The HFCS industry is dominated by five companies: Archer Daniels Midland (ADM) Company, Tate and Lyle, Cargill, Corn Products Company (CPC) International and American Maize. This industry is highly concentrated by large grain merchandising firms who are vertically integrated because they own grain-handling assets such as grain elevators, rail cars and barges.
Exports and Imports
U.S. exports of refined sugar (beet + cane) totaled 136,000 metric tons (MT) in 2009. Mexico and Canada were the top destinations for U.S. sugar. (ERS 2010)
The United States is the world’s largest importer of refined sugar. From 1980 to 2004, the nation imported an average of 2.5 million tons. However, U.S. sugar imports have declined significantly compared to import levels prior to 1980, which averaged 5.3 million tons from 1960 to 1979. Imports totaled 2.3 million MT in 2009. Mexico supplies more than 30 percent of the sugar imported into the United States, followed by Guatemala and Canada. (ERS 2010)
Outlook
U.S. sugar producers and processors face increasing import competition. No duties or restraints remain in effect for either Mexican sugar shipments to the United States or U.S. HFCS shipments to Mexico. In addition, Mexico’s over-quota tariff on U.S. sugar was eliminated, as required by the North American Free Trade Agreement (NAFTA).

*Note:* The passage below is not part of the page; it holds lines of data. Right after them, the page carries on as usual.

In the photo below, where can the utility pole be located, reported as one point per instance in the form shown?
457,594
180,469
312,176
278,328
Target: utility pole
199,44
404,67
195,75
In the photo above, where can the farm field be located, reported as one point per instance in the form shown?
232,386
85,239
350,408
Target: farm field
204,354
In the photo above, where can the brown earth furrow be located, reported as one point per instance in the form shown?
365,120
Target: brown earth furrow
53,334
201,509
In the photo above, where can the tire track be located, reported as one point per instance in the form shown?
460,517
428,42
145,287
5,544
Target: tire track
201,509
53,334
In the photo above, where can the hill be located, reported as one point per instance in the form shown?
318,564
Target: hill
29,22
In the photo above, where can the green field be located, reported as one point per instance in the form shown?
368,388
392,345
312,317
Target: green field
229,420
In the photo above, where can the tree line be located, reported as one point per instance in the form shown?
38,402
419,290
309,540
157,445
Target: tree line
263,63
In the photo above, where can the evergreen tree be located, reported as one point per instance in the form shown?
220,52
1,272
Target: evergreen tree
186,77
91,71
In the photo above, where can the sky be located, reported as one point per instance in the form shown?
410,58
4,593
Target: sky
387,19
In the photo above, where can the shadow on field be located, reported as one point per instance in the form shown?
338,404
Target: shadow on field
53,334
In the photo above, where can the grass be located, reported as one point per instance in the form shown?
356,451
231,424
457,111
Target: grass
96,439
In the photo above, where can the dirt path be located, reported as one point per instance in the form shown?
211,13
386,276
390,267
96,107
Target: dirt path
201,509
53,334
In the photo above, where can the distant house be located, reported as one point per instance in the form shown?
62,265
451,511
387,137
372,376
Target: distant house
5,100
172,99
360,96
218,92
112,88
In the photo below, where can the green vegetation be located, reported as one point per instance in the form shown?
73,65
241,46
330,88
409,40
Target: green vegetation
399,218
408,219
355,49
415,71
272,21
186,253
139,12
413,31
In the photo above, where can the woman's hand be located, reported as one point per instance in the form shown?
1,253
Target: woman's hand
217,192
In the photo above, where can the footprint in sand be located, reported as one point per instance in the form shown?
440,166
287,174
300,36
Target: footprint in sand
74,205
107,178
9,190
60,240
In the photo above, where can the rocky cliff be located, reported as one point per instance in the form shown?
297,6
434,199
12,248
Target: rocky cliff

Sugar imports will likely increase as a result of other free trade agreements, such as the Dominican Republic and Central American Free Trade Agreement (DR/CAFTA). The Doha round of the World Trade Organization's multilateral trade negotiations could also eventually result in more foreign sugar gaining access to the U.S. market.
The 2008 Farm Bill creates a program to divert sugar into ethanol production if government stocks are likely to accumulate. The Food and Ag Policy Research Institute at the University of Missouri (2009) says no sugar will be used for ethanol production unless sugar supplies are unusually large or sugar demand is unusually weak.
Sources
Brester, G. and M.A. Boland, “The Rocky Mountain Sugar Growers Cooperative: Sweet or Sugar-Coated Visions of the Future,” Review of Agricultural Economics, 2004.
Crop Production 2010 Summary, National Ag Statistics Service, USDA, 2011.
Global Agricultural Trade System (GATS), Foreign Ag Service, USDA, 2010.
Hueth, B. and T. Melkonyan, “Quality Measurement and Contract Design: Lessons from the North American Sugar Beet Industry,” University of Wisconsin, 2004 - This paper examines contracts used in the U.S. sugarbeet industry. The authors found that processors use different quality measures to determine contract payments to growers.
Sugar, U.S. Baseline Briefing Book, Food and Ag Policy Research Institute (FAPRI), University of Missouri, 2011.
Sugars and Sweeteners, Economic Research Service (ERS), USDA.
Sugar and Sweeteners Outlook, ERS, USDA.
Sugar and Sweeteners Yearbook 2008, ERS, USDA, 2009.